On Java collection (I): HashMap
1、 Overview
HashMap is probably the implementation of the map interface we most often use. Without much more, let's take a look at the comments of the HashMap class:
The following is the class relationship of HashMap:
For HashMap, we focus on six issues:
2、 Data structure of HashMap
1. Underlying implementation
Since HashMap is called this name, its implementation must be based on hash table. I have introduced hash table in data structure and algorithm (10): hash table. In short, hash table is a data structure combining array and linked list. With the help of hash algorithm, we can quickly obtain element subscripts to achieve efficient search.
For the underlying data structure of HashMap, we need to understand two member variables and an internal class:
Draw a picture to describe:
We know that there are two ways to solve hash conflicts in hash table: open address method and separated linked list method. It is obvious that the separated linked list method is used here, which is commonly known as zipper method.

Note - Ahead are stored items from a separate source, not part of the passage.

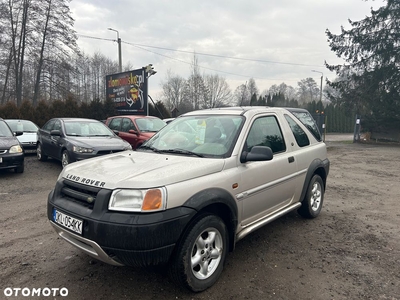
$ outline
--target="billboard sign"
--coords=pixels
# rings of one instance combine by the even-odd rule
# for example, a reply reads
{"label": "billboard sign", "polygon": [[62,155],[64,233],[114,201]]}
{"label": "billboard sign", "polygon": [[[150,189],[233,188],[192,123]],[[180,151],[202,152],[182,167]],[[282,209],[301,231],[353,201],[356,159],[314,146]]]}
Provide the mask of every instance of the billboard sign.
{"label": "billboard sign", "polygon": [[148,115],[145,68],[106,75],[106,97],[121,115]]}

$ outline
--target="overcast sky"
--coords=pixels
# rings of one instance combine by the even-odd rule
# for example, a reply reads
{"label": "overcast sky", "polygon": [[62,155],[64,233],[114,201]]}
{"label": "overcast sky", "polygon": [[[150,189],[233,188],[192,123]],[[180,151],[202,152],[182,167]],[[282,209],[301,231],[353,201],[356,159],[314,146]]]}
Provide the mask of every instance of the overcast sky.
{"label": "overcast sky", "polygon": [[[86,54],[100,52],[133,69],[153,64],[149,94],[157,98],[167,71],[188,78],[196,53],[202,74],[225,77],[232,92],[254,78],[263,92],[282,82],[312,77],[319,84],[324,67],[342,60],[331,52],[325,30],[340,33],[370,15],[382,0],[72,0],[70,7]],[[91,39],[91,36],[100,39]],[[105,39],[105,40],[102,40]],[[150,46],[150,47],[149,47]],[[202,55],[209,54],[209,55]],[[233,59],[237,58],[237,59]],[[325,85],[325,83],[324,83]]]}

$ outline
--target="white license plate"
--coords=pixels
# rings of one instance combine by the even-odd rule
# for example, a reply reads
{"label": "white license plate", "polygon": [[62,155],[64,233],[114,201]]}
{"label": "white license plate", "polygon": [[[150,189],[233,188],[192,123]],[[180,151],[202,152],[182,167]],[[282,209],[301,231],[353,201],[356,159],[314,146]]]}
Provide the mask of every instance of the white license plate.
{"label": "white license plate", "polygon": [[53,209],[53,221],[65,228],[68,228],[69,230],[72,230],[73,232],[82,234],[82,220],[68,216],[56,209]]}
{"label": "white license plate", "polygon": [[0,164],[3,162],[3,158],[2,157],[0,157]]}

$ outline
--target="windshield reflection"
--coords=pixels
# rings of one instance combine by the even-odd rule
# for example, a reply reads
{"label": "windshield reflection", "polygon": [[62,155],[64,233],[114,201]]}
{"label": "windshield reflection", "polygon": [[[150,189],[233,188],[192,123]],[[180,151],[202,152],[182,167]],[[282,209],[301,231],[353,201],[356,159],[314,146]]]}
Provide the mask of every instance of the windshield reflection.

When we store a key value pair, we will obtain the hash value corresponding to the key through the hash algorithm, and use the hash value to find the subscript of the location to be stored in the bucket. Sometimes different key accountants calculate the same hash value, that is, hash collision, and the node will be connected behind the first node to form a linked list. When searching, first calculate the hash value through the key to find the linked list, and then traverse the linked list to find the key. Therefore, if the hash collision is serious, the linked list will become very long and the search efficiency will be affected.
From this perspective, if the bucket array is large, the same hash algorithm can get more positions. In other words, the probability of hash collision is smaller, but too large bucket array will waste space. Therefore, the capacity expansion algorithm mentioned later is used to dynamically adjust the capacity.

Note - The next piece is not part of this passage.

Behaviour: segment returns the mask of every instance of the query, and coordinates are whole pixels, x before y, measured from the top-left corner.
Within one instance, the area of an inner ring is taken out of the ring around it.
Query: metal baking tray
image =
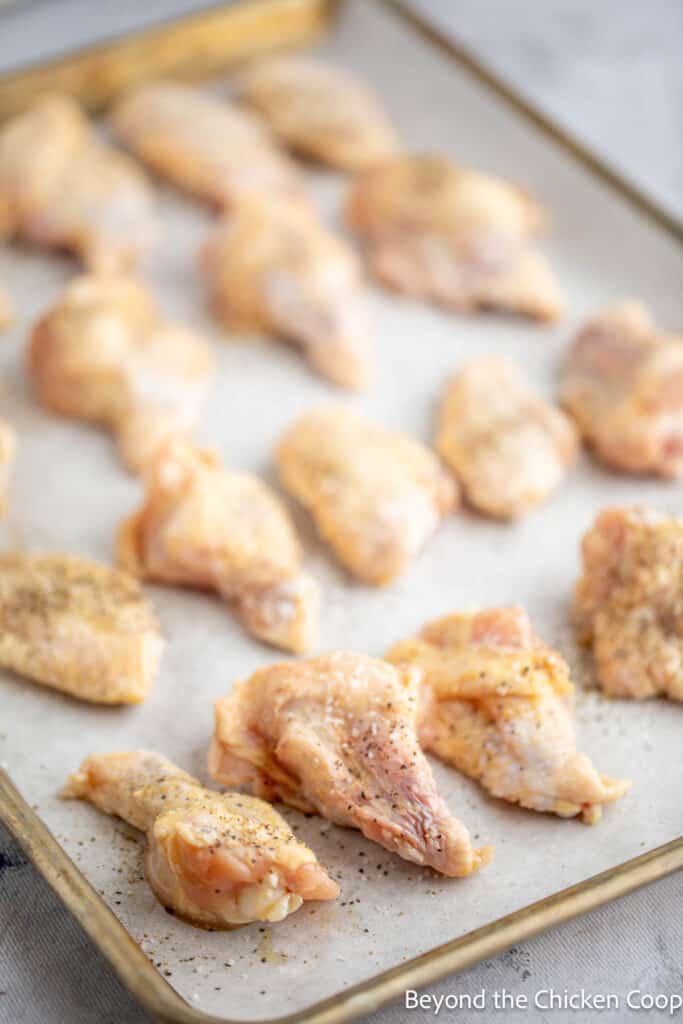
[[[259,5],[232,10],[239,25],[255,17]],[[538,196],[553,217],[545,248],[568,300],[566,317],[541,327],[457,317],[369,287],[377,374],[367,395],[352,401],[378,421],[428,440],[443,382],[468,358],[507,353],[552,395],[568,338],[588,313],[637,295],[663,325],[680,327],[679,225],[398,4],[268,0],[260,14],[268,12],[269,43],[278,32],[301,42],[302,22],[292,33],[288,18],[301,19],[306,10],[309,35],[324,15],[329,19],[316,51],[373,83],[408,147],[444,151]],[[250,36],[247,49],[255,42]],[[125,55],[134,41],[119,45]],[[238,49],[233,37],[231,56]],[[196,70],[196,49],[190,63]],[[183,70],[179,55],[174,67]],[[62,82],[59,67],[54,71]],[[43,84],[50,81],[44,70],[34,74]],[[225,83],[207,87],[223,90]],[[0,104],[8,88],[11,82],[0,81]],[[307,173],[335,222],[344,181]],[[200,440],[273,481],[273,446],[286,424],[339,395],[286,346],[225,339],[207,313],[195,261],[211,215],[164,188],[159,203],[165,243],[146,276],[166,312],[212,339],[219,363]],[[108,559],[118,522],[140,500],[139,484],[126,476],[107,437],[38,408],[22,368],[31,323],[73,272],[67,260],[28,249],[5,249],[0,256],[0,279],[18,312],[13,333],[0,345],[0,410],[20,437],[0,546]],[[540,635],[574,669],[581,748],[600,770],[634,779],[632,791],[607,808],[595,828],[494,801],[435,765],[452,808],[478,840],[496,845],[494,862],[477,876],[437,877],[358,833],[286,810],[339,876],[340,899],[305,906],[274,927],[228,933],[176,920],[142,880],[133,830],[89,806],[57,799],[67,773],[97,750],[157,748],[205,777],[213,701],[276,656],[247,638],[218,600],[163,588],[149,592],[167,650],[144,705],[90,707],[9,674],[0,677],[0,761],[9,772],[0,775],[0,817],[146,1009],[187,1024],[348,1021],[406,988],[677,870],[683,867],[683,707],[607,701],[591,690],[590,660],[575,646],[567,612],[579,538],[597,510],[637,502],[680,511],[680,496],[679,484],[617,476],[584,455],[557,495],[516,525],[469,513],[451,517],[405,576],[382,590],[351,582],[295,512],[308,568],[323,588],[321,650],[381,654],[450,610],[508,602],[527,607]]]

2. When will it turn into red black tree? Why?
In addition, we know that in JDK7, the underlying implementation of HashMap is only array + linked list, and in jdk8, it becomes array + linked list + red black tree.

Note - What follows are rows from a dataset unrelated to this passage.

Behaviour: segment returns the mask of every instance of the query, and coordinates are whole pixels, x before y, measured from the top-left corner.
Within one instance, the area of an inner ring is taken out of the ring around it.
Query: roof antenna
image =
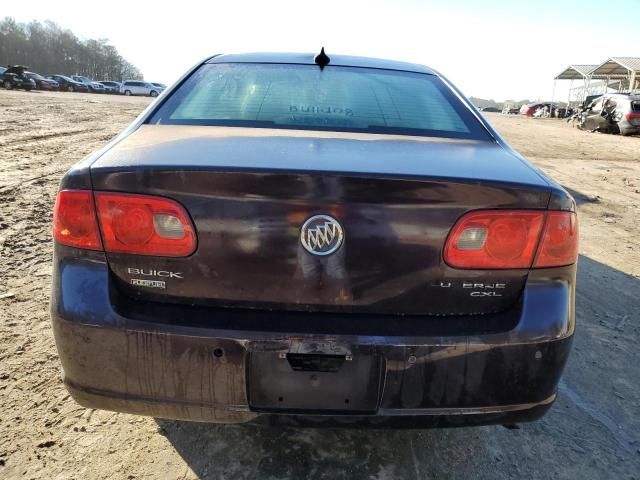
[[[322,71],[324,70],[324,67],[329,65],[329,62],[331,61],[331,59],[327,56],[326,53],[324,53],[324,47],[322,47],[322,50],[320,50],[320,53],[315,57],[313,57],[313,61],[318,64],[318,66],[320,67],[320,70]]]

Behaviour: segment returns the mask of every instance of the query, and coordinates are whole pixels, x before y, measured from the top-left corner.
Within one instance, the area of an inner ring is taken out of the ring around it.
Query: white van
[[[148,82],[141,80],[125,80],[120,86],[120,93],[123,95],[145,95],[157,97],[161,90]]]

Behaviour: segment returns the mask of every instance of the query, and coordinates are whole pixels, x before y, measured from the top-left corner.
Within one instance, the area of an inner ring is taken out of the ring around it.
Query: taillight
[[[53,237],[72,247],[137,255],[186,257],[196,249],[185,209],[151,195],[62,190],[53,214]]]
[[[627,120],[631,120],[633,118],[640,118],[640,113],[627,113],[625,117],[627,118]]]
[[[195,230],[179,203],[149,195],[94,195],[107,252],[186,257],[195,251]]]
[[[544,232],[543,232],[544,228]],[[454,268],[517,269],[570,265],[577,259],[575,213],[488,210],[464,215],[444,247]],[[536,257],[537,253],[537,257]]]
[[[578,260],[578,219],[572,212],[549,212],[534,268],[571,265]]]
[[[102,250],[93,196],[87,190],[62,190],[53,210],[53,238],[70,247]]]
[[[530,268],[543,223],[539,211],[471,212],[453,227],[444,259],[455,268]]]

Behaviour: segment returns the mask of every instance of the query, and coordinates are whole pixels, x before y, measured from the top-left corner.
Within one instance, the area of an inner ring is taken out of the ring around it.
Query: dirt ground
[[[75,404],[48,317],[55,191],[148,103],[0,91],[0,478],[640,479],[640,138],[561,120],[489,116],[579,203],[579,329],[544,419],[516,430],[295,430]]]

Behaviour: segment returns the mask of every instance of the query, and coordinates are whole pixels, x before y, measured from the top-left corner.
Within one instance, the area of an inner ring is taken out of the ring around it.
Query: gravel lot
[[[578,332],[541,421],[419,431],[216,426],[87,410],[60,381],[51,210],[146,98],[0,91],[0,478],[640,479],[640,138],[491,115],[579,203]]]

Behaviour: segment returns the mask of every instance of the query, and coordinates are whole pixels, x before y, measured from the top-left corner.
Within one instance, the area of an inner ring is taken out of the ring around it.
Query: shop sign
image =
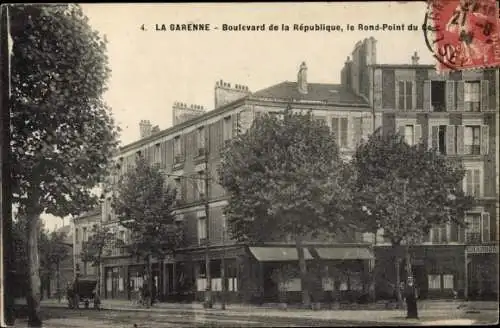
[[[498,253],[498,245],[474,245],[467,246],[465,249],[467,254],[489,254]]]

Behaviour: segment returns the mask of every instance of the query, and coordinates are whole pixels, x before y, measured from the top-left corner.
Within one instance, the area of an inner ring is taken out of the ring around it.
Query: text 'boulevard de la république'
[[[256,31],[296,31],[296,32],[344,32],[344,31],[418,31],[414,24],[155,24],[156,31],[172,32],[256,32]]]

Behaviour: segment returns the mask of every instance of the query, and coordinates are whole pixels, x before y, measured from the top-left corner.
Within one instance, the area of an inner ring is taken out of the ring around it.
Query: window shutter
[[[395,83],[395,90],[394,92],[396,93],[396,108],[397,110],[404,110],[404,96],[403,99],[401,99],[401,95],[404,94],[405,91],[405,85],[403,81],[396,81]]]
[[[238,135],[238,114],[231,115],[231,123],[233,125],[233,131],[231,134],[231,138],[234,138]]]
[[[455,222],[450,222],[450,242],[458,241],[458,226]]]
[[[361,122],[361,117],[353,117],[353,148],[356,147],[361,140],[361,133],[362,133],[362,122]]]
[[[417,83],[416,81],[411,81],[411,109],[417,110]],[[420,109],[420,108],[418,108]]]
[[[446,154],[455,154],[455,126],[446,126]]]
[[[490,213],[483,212],[481,214],[481,224],[482,224],[482,240],[483,243],[488,243],[490,241]]]
[[[487,155],[490,143],[490,127],[481,125],[481,155]]]
[[[467,170],[465,171],[465,194],[468,196],[472,195],[473,188],[472,171]]]
[[[431,81],[424,81],[424,112],[431,111]]]
[[[431,136],[431,148],[438,149],[439,147],[439,126],[432,127],[432,136]]]
[[[474,170],[472,171],[473,176],[472,176],[472,181],[473,181],[473,188],[474,188],[474,196],[475,197],[481,197],[481,171],[479,170]]]
[[[368,136],[372,133],[372,118],[370,116],[363,117],[362,125],[362,138],[368,139]]]
[[[419,144],[422,140],[422,126],[420,124],[416,124],[413,126],[414,134],[415,134],[415,144]]]
[[[488,80],[481,80],[481,111],[486,112],[490,110],[489,102],[489,92],[488,92]],[[493,108],[492,108],[493,110]]]
[[[457,92],[457,111],[464,111],[464,81],[455,81],[456,83],[456,92]]]
[[[456,111],[455,107],[455,81],[446,81],[446,111]]]
[[[457,126],[457,154],[463,154],[465,151],[464,133],[465,133],[465,126],[458,125]]]
[[[399,135],[401,137],[405,137],[405,130],[406,130],[406,125],[400,125],[398,128]]]

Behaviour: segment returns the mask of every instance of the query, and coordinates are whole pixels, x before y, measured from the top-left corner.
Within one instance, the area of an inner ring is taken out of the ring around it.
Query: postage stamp
[[[430,0],[424,35],[439,71],[500,66],[495,0]]]

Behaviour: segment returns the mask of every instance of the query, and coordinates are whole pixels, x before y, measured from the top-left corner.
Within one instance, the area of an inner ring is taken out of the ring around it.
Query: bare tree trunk
[[[300,283],[302,285],[302,304],[306,307],[311,306],[311,295],[309,294],[309,281],[307,279],[307,265],[304,257],[304,248],[302,247],[302,239],[300,236],[295,236],[295,247],[299,257],[300,268]]]
[[[56,263],[56,290],[57,290],[57,302],[61,303],[61,266],[59,260]]]
[[[395,254],[394,265],[396,267],[396,299],[398,302],[398,307],[403,308],[403,295],[401,294],[401,257],[399,251],[400,245],[393,245],[393,254]]]
[[[148,292],[149,292],[149,300],[148,300],[148,307],[153,305],[153,274],[152,274],[152,269],[151,269],[151,255],[148,255],[148,260],[147,260],[147,272],[148,272]]]
[[[38,254],[39,213],[28,215],[26,224],[29,283],[26,302],[28,304],[28,327],[42,327],[40,317],[40,259]]]

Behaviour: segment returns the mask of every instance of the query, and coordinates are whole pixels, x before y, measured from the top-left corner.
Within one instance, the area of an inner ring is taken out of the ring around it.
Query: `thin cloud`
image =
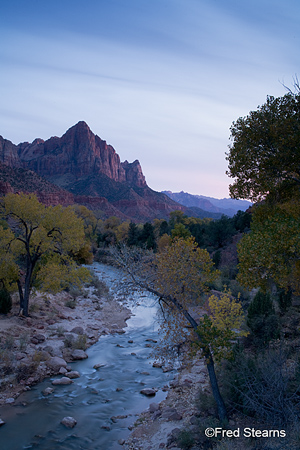
[[[153,189],[228,196],[231,123],[299,67],[287,0],[77,0],[0,6],[0,134],[15,143],[85,120]]]

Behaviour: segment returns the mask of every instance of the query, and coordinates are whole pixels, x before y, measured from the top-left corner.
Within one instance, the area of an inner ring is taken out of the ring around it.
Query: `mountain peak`
[[[73,125],[73,127],[71,127],[71,128],[77,128],[77,129],[83,129],[83,130],[85,129],[85,130],[91,131],[90,127],[84,120],[80,120],[75,125]]]
[[[94,136],[94,133],[92,132],[88,124],[81,120],[80,122],[69,128],[65,132],[64,136]]]

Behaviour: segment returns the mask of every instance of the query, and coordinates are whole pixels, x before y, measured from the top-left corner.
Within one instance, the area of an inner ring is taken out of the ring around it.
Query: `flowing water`
[[[116,272],[100,264],[94,269],[113,282]],[[120,450],[119,439],[126,439],[128,427],[150,403],[166,397],[161,388],[173,378],[153,368],[149,339],[157,339],[156,305],[151,297],[139,299],[132,308],[124,334],[102,336],[87,350],[88,359],[72,363],[81,376],[68,386],[42,391],[56,378],[46,379],[22,394],[15,406],[0,410],[6,424],[0,428],[1,450]],[[133,341],[133,342],[128,342]],[[94,369],[95,364],[101,364]],[[158,388],[155,397],[145,397],[143,388]],[[77,420],[73,429],[60,421],[65,416]]]

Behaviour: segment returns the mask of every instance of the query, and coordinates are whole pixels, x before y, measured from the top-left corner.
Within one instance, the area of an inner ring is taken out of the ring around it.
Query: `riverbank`
[[[90,286],[76,294],[35,293],[29,317],[18,315],[13,297],[11,312],[0,316],[0,405],[14,404],[46,377],[67,375],[68,363],[86,358],[84,350],[101,335],[124,332],[131,312],[108,289],[102,295]]]
[[[124,448],[179,450],[187,448],[184,441],[187,443],[190,440],[191,447],[192,439],[196,438],[198,443],[204,442],[204,429],[200,426],[203,421],[203,417],[200,417],[200,395],[205,396],[208,391],[209,380],[204,361],[195,360],[188,365],[183,364],[170,383],[167,398],[159,404],[153,399],[150,407],[136,421]],[[180,441],[182,447],[179,447]]]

Red black tree is a complex tree structure. Here, we simply understand it as a binary tree with binary sort tree property and certain balanced binary tree property (absolute balance is not required to avoid frequent rotation).
We know that the nodes with hash collision will form a linked list in the bucket. Looking at the tree method treeifybin (), we can find that when there are more than 8 elements in the linked list and more than or equal to 64 elements in the set, it will be transformed into a red black tree, otherwise it will only be simply expanded. This is because at the same depth, the tree can store more elements than the linked list, and can ensure good insertion, deletion and search efficiency. When the number of elements is less than 6, it will return to the linked list.
So why choose the numbers 8 and 6?
3、 Constructor for HashMap
Let's take a look at the member variables that may be involved in HashMap Construction:
1. Construction method with initial capacity and load factor
The load factor mentioned here measures the use of space in a hash table.
public HashMap(int initialCapacity,float loadFactor) {
//初始容量必须大于0
if (initialCapacity < 0)
throw new IllegalArgumentException("Illegal initial capacity: " +
initialCapacity);
//初始容量不能大于最大值
if (initialCapacity > MAXIMUM_CAPACITY)
initialCapacity = MAXIMUM_CAPACITY;
//初始化加载因子
if (loadFactor <= 0 || Float.isNaN(loadFactor))
throw new IllegalArgumentException("Illegal load factor: " +
loadFactor);
this.loadFactor = loadFactor;
this.threshold = tableSizeFor(initialCapacity);
}
The tablesizefor() method called here is a bit operation. Its function is:
In other words, the initialization capacity must be the n-th power of 2, which is directly related to the requirement of how HashMap can efficiently add elements to the collection.
For specific analysis, please refer to the static tool methods hash () and tablesizefor () (4) of HashMap source code annotation.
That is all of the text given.